A partir de então, aquela recordação de Léon tornou-se o centro do seu tédio. Nele crepitava com mais força do que, numa estepe russa, uma fogueira de viajantes abandonada na neve. Emma corria para ela, chegava-se-lhe tão perto quanto podia, remexia delicadamente aquela fogueira quase a extinguir-se, ia buscar por toda a parte ao seu redor tudo o que pudesse avivá-la mais; e as longínquas reminiscências, do mesmo modo que as oportunidades mais recentes; aquilo que sentia, juntamente com o que imaginava; os seus desejos de volúpia que se dispersavam, os projectos de felicidade que estalavam ao vento como ramos secos, a sua virtude inútil, as esperanças desvanecidas, as tarefas domésticas, tudo juntava, tudo apanhava, e tudo servia para lhe aquecer a tristeza.
Entretanto, as chamas aplacaram-se, ou porque as reservas por si mesmas se exaurissem, ou porque o amontoamento fosse demasiado grande.

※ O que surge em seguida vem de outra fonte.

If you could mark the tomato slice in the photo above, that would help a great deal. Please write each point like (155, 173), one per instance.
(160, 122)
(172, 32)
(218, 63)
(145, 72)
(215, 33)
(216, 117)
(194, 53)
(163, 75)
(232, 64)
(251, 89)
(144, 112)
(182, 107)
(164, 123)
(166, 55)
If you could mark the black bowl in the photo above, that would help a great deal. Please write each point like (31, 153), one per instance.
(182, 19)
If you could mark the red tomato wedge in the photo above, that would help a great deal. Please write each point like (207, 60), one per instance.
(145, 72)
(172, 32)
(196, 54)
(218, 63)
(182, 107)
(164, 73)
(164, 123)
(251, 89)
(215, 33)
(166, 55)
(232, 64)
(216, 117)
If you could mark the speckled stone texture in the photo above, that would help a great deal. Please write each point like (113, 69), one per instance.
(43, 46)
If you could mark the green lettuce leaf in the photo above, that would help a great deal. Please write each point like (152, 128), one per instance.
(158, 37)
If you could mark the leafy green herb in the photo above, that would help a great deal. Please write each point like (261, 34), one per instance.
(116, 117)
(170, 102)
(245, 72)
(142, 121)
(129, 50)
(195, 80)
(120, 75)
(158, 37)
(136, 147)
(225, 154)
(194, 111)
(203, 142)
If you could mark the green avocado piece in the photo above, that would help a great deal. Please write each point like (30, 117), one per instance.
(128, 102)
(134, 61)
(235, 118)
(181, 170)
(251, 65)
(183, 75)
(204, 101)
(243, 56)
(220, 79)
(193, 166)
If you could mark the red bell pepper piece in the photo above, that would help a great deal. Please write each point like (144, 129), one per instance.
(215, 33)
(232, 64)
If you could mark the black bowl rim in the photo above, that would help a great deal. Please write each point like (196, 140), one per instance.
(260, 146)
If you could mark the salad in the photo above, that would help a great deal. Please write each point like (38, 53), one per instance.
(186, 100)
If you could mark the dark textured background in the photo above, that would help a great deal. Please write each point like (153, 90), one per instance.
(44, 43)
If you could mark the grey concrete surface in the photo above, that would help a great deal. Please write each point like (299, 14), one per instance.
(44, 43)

O amor extinguiu-se, pouco a pouco, pela ausência e a saudade foi sufocada pelo hábito; aquele clarão de incêndio que lhe tingia de púrpura o céu pálido cobriu-se de mais sombras e extinguiu-se gradualmente. No meio do entorpecimento da sua consciência, chegou ela a tomar as repugnâncias pelo marido como aspirações pelo amante, os ardores do ódio como renovações de ternura; mas, como o furacão continuava a soprar e a paixão se consumiu até às cinzas, e não chegou qualquer auxílio, e nenhum sol apareceu, por todos os lados se fez noite cerrada e ela ficou perdida no
meio de um horrível frio que a trespassava.
Recomeçaram então os maus dias de Tostes. Sentia-se agora muito mais infeliz, pois tinha a experiência do desgosto, com a certeza de que não teria fim.
Uma mulher que tantos sacrifícios impusera a si mesma poderia muito bem dispensar.